You already know that your electric cooperative has made long-term plans to keep your lights on. But did you know that your cooperative is also planning for the future of your community, state and nation? The Electric Cooperatives of Arkansas — which consist of the 17 local distribution cooperatives, plus the generation and transmission and statewide services cooperatives — have had a long-term focus on the youth of our communities for many decades. Over the years, we have partnered with and promoted many different types of educational and leadership activities for these future leaders of Arkansas and our country. From 4-H to Future Farmers of America (FFA), and the Youth Tour trip to Washington, D.C., your electric cooperative is engaged in preparing our young people to be stewards and leaders here at home or anywhere across the globe.

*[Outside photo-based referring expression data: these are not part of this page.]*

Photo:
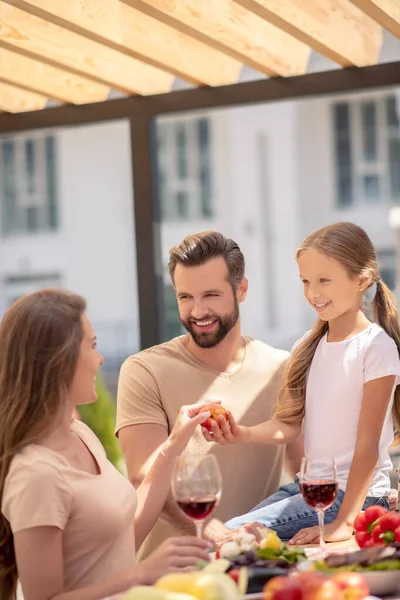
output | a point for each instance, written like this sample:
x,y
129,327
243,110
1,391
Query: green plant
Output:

Arkansas Youth Tour delegates from a previous year pose in front of the U.S. Supreme Court building. photo Geri Miller

Our annual Youth Tour trip allows a pilgrimage of high school students to Washington, D.C., to visit and learn about our nation’s history and its government. The Youth Tour concept was the idea of former President Lyndon B. Johnson, who suggested the creation of such a program back in 1957, when he was a U.S. senator from Texas. He urged cooperative directors and staff to bring young people to the nation’s capital to see firsthand how our democratic government works. The first Youth Tour to D.C. was initiated in Iowa, later followed by Illinois. By 1959, the Youth Tour had grown to 130 students. Today, more than 1,600 young people plus chaperones attend each year, including 40 high school juniors from Arkansas.

For one week, these bright and energetic teenagers experience the magnificence of our U.S. Capitol, the Washington Monument, the Jefferson and Lincoln memorials, Mount Vernon and Arlington National Cemetery. They visit with the U.S. representatives and senators of our Arkansas delegation, and they learn about the history of this great nation and how our federal laws are created. Many of these teenagers go back home, interested in law, government and history. They are forever changed by what they see and hear in Washington; their young minds and hearts absorb the significance and power of our democratic government and the model that we set for the rest of the world.

Over the past 30 years, the Arkansas Electric Cooperatives’ Youth Tours have created indelible memories and experiences for more than 1,200 Arkansans. Their education and career choices — including careers in community and public service — could well be the results of these experiences. Some of our current government and industry leaders were once these young high school students who are now shaping social policies and business decisions in Arkansas and across the country.

In addition to Youth Tour, electric cooperatives across the state are involved with the Arkansas 4-H program and Future Farmers of America. We support and promote their missions and programs, and we assist with their various community activities and competitions. Electric cooperatives also promote STEM (science, technology, engineering and mathematics) programs, such as FIRST Arkansas, a competitive robotics program, and SeaPerch, an underwater robotics program for grade school through high school students. Both of these programs stimulate interest in STEM education, which could lead to future careers in these cutting-edge industries.

Talent and potential know no boundaries, and we are proud to help provide opportunities to the youths of our communities. Our passion for inspiring and equipping our young people is yet another “cooperative difference.”

Sandra Byrd is vice president of public affairs and member services for Arkansas Electric Cooperative Corporation (AECC) and Arkansas Electric Cooperatives, Inc. (AECI).